Shanghai port remains operational, but industry data released in late March showed that the number of vessels waiting to load or discharge had skyrocketed to a record high. State media also reported that many truck drivers were struggling to get containers in and out of the port on time because of travel restrictions.
Manufacturing and tech
The Greater Shanghai Area, which includes Kunshan and several other eastern cities, is a major manufacturing hub for industries from cars to semiconductors.
Volkswagen (VLKAF) and General Motors both run factories in Shanghai in partnership with state-owned automaker SAIC Motor. Shanghai is also home to Tesla’s (TSLA) first gigafactory in Asia. The US electric vehicle maker delivered more than 65,000 cars from its Shanghai factory last month, making it the best-selling EV brand in China.
In January, Ford launched its sixth global design center in Shanghai, highlighting the vibrancy of the city and the growing number of young Chinese designers with a mix of “fresh thinking, local knowledge and global outlook.”
TSMC (TSM), the world’s largest contract chip maker, runs a major semiconductor factory in suburban Songjiang.
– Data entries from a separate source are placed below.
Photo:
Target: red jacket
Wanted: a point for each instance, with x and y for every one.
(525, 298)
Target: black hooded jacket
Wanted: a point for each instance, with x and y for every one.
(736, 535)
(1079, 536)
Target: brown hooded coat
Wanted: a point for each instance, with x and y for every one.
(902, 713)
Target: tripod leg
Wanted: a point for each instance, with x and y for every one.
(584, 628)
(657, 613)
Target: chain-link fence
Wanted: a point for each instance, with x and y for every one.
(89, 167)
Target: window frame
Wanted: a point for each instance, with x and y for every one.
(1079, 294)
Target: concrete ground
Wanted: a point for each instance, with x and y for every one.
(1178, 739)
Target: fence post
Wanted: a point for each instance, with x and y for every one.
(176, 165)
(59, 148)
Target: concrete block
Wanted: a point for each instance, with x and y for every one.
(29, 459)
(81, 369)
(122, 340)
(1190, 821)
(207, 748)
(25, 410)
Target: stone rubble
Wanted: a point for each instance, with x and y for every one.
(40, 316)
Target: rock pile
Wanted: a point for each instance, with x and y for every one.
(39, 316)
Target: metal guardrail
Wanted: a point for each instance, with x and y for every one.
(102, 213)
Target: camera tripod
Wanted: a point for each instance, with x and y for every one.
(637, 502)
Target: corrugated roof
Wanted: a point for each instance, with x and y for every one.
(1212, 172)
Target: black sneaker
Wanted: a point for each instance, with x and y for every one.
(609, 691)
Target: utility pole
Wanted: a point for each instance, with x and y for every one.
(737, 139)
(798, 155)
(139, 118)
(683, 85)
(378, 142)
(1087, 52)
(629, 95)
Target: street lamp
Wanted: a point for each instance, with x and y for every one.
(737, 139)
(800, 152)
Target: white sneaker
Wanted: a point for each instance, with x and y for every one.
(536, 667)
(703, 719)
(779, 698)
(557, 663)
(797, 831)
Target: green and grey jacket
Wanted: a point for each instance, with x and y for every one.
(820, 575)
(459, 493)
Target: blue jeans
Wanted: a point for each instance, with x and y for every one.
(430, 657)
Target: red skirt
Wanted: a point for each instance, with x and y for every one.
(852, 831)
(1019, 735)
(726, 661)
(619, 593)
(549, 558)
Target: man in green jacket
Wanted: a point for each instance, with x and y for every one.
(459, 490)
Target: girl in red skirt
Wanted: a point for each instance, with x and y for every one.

Top Chinese chip makers SMIC (SMICY)and Hua Hong Semiconductor have factories in Pudong, in the east of the city.
But the Covid restrictions have forced many factories to suspend operations in Shanghai and Kunshan, threatening to disrupt key supply chains for autos and electronics.
Volkswagen and Tesla’s factories in Shanghai have been shut for weeks. Chinese electric-vehicle maker Nio has also been forced to halt production due to Covid-related disruptions in Shanghai and other Chinese cities.
Pegatron, a key supplier for Apple (AAPL), has suspended production at its Shanghai and Kunshan plants until further notice. In addition, Taiwan’s Unimicron Technology, which supplies printed circuit boards to Apple, and Eson Precision — an affiliate of iPhone supplier Foxconn that also supplies components to Telsa — halted production at their Kunshan facilities earlier this month.
“With Shanghai’s significant trade links to East Asia, this could have spillover impacts on regional supply chains,” Citi analysts also said in a research note late last week.
“We think Korea, Taiwan, Vietnam and, to a lesser extent, Japan (on vehicles) look relatively exposed [to the disruptions],” they said.
Other industries include pharmaceuticals. In October, AstraZeneca (AZN) opened a global R&D center in Shanghai.